Although Newman's appearance was ultimately cut from the episode, auditions were held for the role; Tim Russ, who would go on to star in Star Trek: Voyager, auditioned, as did William Thomas, Jr., known for his appearance on The Cosby Show, who was cast in the part. Newman does share a brief dialogue with Kramer at the end of the episode, David recorded the lines, though he was not credited; this would be the first of David's 38 uncredited appearances on the show. The show's writing staff did not intend to have the character return in any later seasons, but because the idea of having actor Wayne Knight as a neighbor appealed to them, they re-cast Knight in the role of Newman in the character's first on-camera appearance in the season 3 episode "The Suicide." Afterwards, Knight re-recorded Newman's lines for the syndicated version of this episode to establish better continuity. Both Knight's and David's dialogue were included on the Seinfeld: Volume 1 DVD boxset. Additionally, Fred Applegate guest-starred as George's boss and John Capodice portrayed Vic, the laundromat owner. Deck McKenzie, who worked as Seinfeld's stand-in, portrayed George's colleague Bill. Teri Austin portrayed Ava, a co-worker of George's; she would appear again later in "The Stranded," which was filmed as part of season two, but aired as part of season three. Patrika Darbo, who played George's co-worker Glenda, would reappear later in the season five episode "The Sniffing Accountant" as a woman Newman flirts with.

==Reception==
First broadcast in the United States on NBC on April 18, 1991, Nielsen Media Research estimated that the episode gained a Nielsen rating of 14.4 and an audience share of 24. This means that 14.4% of American households watched the episode, and that 24% of all televisions in use at the time were tuned into it. Seinfeld was the 15th most-watched program of the week it was broadcast in, and the sixth most-watched program broadcast on NBC.

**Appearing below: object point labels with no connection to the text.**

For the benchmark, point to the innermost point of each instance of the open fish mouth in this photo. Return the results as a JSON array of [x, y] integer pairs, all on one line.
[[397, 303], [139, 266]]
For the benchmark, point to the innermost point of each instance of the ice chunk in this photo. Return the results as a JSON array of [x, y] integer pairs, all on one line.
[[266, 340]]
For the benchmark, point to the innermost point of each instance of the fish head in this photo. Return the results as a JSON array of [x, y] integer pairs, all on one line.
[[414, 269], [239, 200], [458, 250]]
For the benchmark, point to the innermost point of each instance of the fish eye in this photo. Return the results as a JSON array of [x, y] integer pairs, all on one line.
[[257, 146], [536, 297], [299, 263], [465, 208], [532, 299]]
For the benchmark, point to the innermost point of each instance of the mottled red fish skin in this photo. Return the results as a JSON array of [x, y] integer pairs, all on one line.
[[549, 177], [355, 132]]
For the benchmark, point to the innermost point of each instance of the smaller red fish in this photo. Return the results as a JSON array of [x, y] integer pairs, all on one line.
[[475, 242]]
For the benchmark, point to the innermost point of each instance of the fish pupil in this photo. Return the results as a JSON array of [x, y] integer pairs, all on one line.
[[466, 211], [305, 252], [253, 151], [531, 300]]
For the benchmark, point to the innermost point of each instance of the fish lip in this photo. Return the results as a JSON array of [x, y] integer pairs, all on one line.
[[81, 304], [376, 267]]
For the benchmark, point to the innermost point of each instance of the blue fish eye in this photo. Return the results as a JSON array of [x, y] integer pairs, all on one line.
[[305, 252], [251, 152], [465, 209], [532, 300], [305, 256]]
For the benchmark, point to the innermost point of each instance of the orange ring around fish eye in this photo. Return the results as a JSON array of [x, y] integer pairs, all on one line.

Entertainment Weekly reviewers Mike Flaherty and Mary Kaye Schilling gave the episode a mixed review and graded it with a C, stating "Although neat for its parallel plotting and George's hilariously clueless career chats with Jerry, 'The Revenge' is not so sweet." IGN critic Andy Patrizio considered "The Revenge" one of his personal favorites of season two. The scene in which Kramer struggles to put cement in one of the washing machines has gained positive responses from critics. Margery Eagan of The Boston Globe cited the scene as a perfect example of Kramer's personality. Neal Justin of the Minneapolis Star-Tribune also considers the scene to be one of the show's "classic moments." Daily News of Los Angeles critic Jody Leader also praised Seinfeld for how he distracted Vic in the scene.